VERSION ANGLAISE – NON PARUE

Canada, defender of the peace… seriously?

This year, International Day of Peace (September 21st) will coincide with the Trudeau government’s announcement stating Canada’s renewed involvement in UN peacekeeping operations. Making good on this campaign promise requires a budget of 450 million over 3 years, as well as 600 soldiers and 150 police officers!

However, the world has changed since the time of Lester B. Pearson, the Canadian diplomat and “father” of modern peacekeeping forces. Today’s global context is drastically more militarized. Arms deals have replaced peace missions; military spending has reached 1 676 billion globally. Meanwhile, peacekeeping operations cost only 8 billion annually. Canada’s contribution to UN Peacekeeping is ranked 67th. Compare that to Canada’s role as the 2nd most important arms trader with the Middle East. There is nothing to brag about here.

Despite marked citizen opposition, the Trudeau government has chosen to deliver on its 15 billion dollar tank contract with Saudi Arabia, a known human rights violator. This country heads a coalition responsible for bombing Yemen for months. The aggression has displaced 3 million internally, killing 7 thousand and wounding another 30 thousand. In January of this year, the UN confirmed that Saudi Arabia is the primary destination of Canadian military exports. This fact implicates Canada in facilitating one of the worst current humanitarian crises.

Toward a new Canadian Defense Policy

Last April, the Trudeau government launched a public consultation to develop a new national defense policy.  The consultation took place during the summer, involving self-proclaimed “experts” on defense matters, and was anything but “public” or inclusive. Citizen participation was strictly limited to individuals; no public organization was consulted.

Many aspects of the consultation document fly in the face of what one would expect of a genuine defender of the peace.  The document mentions the possible reexamination of Canada’s decision in 2005 to not participate in the US missile defense shield, as well as the intention to provide the Canadian Forces with armed drones for offensive missions.

What more, the consultation document never questions Canada’s involvement in the war in Afghanistan, its military deployments in the Ukraine, Libya or elsewhere.

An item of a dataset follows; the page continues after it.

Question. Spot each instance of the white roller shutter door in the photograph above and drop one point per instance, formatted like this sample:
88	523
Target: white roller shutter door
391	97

On the contrary, these interventions are framed as contributions to “international peace and security” which protect Canadians and defend unspecified national interests.  

Call out to citizens

It is disingenuous to promote peace missions all while participating in NATO interventions. It is equally false to advocate for peace while trading arms without a public debate.

Until Remembrance Day, show your opposition to the Canadian government’s militarism by wearing a white poppy. We happily welcome those who aspire to a world without war to wear the white poppy in memory of all victims of armed conflict. most of whom are civilian.